青い鏡
夢を見た。大嫌いなあいつと沈んでいく夢。
水中のはずなのに苦しくなくて、むしろ楽に息ができる。
 「あいつ」はやっぱり苦しくなさそうに私を見つめていた。
 青。
 体調が悪くて顔が真っ青だよ、とかじゃない。
 あいつが、青い。深い水底より濃く、空よりも透明な「青」。少しも他の色を混ぜない、綺麗な青。
 気持ち悪い、よりも先に、羨ましい、と思う。
 羨ましい、触ってみたい。
 手が伸びる。
 頬のあたりに指が触れた途端、
 ぶくぶくぶくぶく、と泡を立ててあいつが弾けた。
 あいつがいた場所にには水。ただ、膨大な水。
 びっくりして苦しさを覚える。
 何かしないと、と顔の前に手を持ってくる。
 指は、青い



目が覚める。ばちん、とスイッチを切るような目覚め。
 最後に見たあの青さが指に残っている気がして指を見つめてみても、白いような赤いような色をしているだけで、青の要素は血管くらいだ。
 最近あいつと沈む夢をよく見ている(ような気がする)。ただ、あいつが青いのは初めてで、びっくりする。びっくりしただけで、羨んだだけで、大嫌いなのは変わりない。
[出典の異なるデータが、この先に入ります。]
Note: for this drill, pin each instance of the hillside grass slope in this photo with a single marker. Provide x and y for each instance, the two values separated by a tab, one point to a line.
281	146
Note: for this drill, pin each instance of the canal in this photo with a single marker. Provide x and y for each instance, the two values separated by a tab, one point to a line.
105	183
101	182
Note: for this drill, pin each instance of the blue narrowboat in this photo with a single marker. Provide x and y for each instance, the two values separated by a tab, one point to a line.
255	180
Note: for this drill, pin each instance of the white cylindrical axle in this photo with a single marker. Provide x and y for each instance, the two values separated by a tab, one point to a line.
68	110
好きになんて、これっぽっちもなれそうにない。
 好きの反対は無関心だと誰かが言った。
 違う。
 無関心は「ゼロ」、嫌いは「マイナス」。
 ゼロからプラスに傾くかマイナスに傾くかなんてわからない。ほんのちょっでもプラスに傾けばそれはもう「好き」なんだから。
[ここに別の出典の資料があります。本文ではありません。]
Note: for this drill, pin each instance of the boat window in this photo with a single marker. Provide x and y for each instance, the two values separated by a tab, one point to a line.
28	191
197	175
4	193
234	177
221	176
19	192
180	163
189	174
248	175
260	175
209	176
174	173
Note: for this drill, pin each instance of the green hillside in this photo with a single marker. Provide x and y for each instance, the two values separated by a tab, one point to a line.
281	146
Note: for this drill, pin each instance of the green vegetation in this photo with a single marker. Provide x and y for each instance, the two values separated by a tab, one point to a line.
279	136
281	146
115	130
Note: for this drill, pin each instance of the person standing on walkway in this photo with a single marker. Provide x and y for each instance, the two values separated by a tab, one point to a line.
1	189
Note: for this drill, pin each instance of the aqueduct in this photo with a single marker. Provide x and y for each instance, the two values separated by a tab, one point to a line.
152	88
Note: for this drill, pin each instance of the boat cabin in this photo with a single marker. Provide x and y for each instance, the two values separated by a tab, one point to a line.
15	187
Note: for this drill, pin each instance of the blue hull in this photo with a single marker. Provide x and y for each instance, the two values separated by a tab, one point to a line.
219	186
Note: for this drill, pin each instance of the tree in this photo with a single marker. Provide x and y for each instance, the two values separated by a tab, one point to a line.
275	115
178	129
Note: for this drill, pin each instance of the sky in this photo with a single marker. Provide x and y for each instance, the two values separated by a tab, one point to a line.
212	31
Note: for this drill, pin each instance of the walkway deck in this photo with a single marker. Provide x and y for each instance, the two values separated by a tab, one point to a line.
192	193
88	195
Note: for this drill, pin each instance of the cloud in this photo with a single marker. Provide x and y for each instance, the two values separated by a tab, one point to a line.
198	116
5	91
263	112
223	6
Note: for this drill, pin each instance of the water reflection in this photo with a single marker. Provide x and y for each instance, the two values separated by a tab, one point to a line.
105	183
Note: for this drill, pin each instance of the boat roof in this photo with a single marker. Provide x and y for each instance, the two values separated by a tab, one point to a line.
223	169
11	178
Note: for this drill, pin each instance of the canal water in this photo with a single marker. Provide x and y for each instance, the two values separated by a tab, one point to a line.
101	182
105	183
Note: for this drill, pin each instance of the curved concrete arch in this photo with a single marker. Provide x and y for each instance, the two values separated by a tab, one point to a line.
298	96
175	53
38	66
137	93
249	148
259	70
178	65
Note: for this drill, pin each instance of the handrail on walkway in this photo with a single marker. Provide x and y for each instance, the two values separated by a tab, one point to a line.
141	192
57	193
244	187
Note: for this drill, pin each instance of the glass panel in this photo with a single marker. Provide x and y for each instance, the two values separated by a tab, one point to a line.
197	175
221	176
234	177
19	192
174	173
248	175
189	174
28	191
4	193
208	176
 ぐんとマイナスに傾いた関心をこつこつ積み重ねてプラスに傾けるよりうんと簡単。
 マイナス1をかけるより、1を足すほうが、ほら、簡単でしょ。小学校一年生と中学校一年生の違い。
 関心にマイナスをかけることはできない。
 だって、かけ方がわからない。
 私は小学生のまま 嫌いなまま
 高校の教室という海の中でスマホという酸素を供給しながら生きている。生きようとしている。
 それを生きているといわないのなら、私は、全然、これっぽっちも生き方がわからない。
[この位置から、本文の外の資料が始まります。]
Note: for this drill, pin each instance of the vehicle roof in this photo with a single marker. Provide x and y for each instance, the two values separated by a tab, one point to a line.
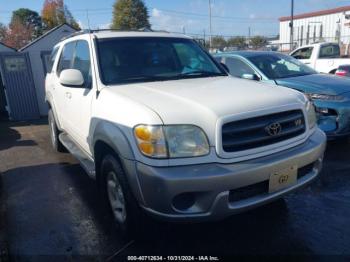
249	53
316	44
109	33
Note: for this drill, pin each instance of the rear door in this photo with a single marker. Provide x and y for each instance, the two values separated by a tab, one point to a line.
327	58
304	55
79	103
61	92
19	86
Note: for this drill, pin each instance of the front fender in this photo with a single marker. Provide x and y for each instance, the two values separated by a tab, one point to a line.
112	135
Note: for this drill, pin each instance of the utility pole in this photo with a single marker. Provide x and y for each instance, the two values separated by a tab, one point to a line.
291	25
210	26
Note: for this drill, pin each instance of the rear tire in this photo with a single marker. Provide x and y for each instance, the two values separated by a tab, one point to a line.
120	201
54	133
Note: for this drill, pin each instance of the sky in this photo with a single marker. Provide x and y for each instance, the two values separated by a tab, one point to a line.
229	17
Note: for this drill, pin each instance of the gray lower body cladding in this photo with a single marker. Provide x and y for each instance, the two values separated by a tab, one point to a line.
206	192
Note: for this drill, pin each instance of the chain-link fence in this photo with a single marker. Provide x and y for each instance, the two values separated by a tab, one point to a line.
227	44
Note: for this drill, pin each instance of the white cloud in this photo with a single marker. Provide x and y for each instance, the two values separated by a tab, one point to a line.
104	26
161	20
 合ってるのか間違ってるのかすらもわからない生き方で生きている実感がわかない、死ぬのも怖い。

 ふと、スマホから顔を上げる。みんな、ちかちかと移り変わる画面に夢中。スマホ触らずにしゃべっている人たちなんてごくごく少数。
 あ、このままだと充電切れる。朝は100%あったのに。
 カチ、と電源ボタンを押す。フッと画面が blackout 。
 なんて、ね、ちょっとあの目覚めに似ている。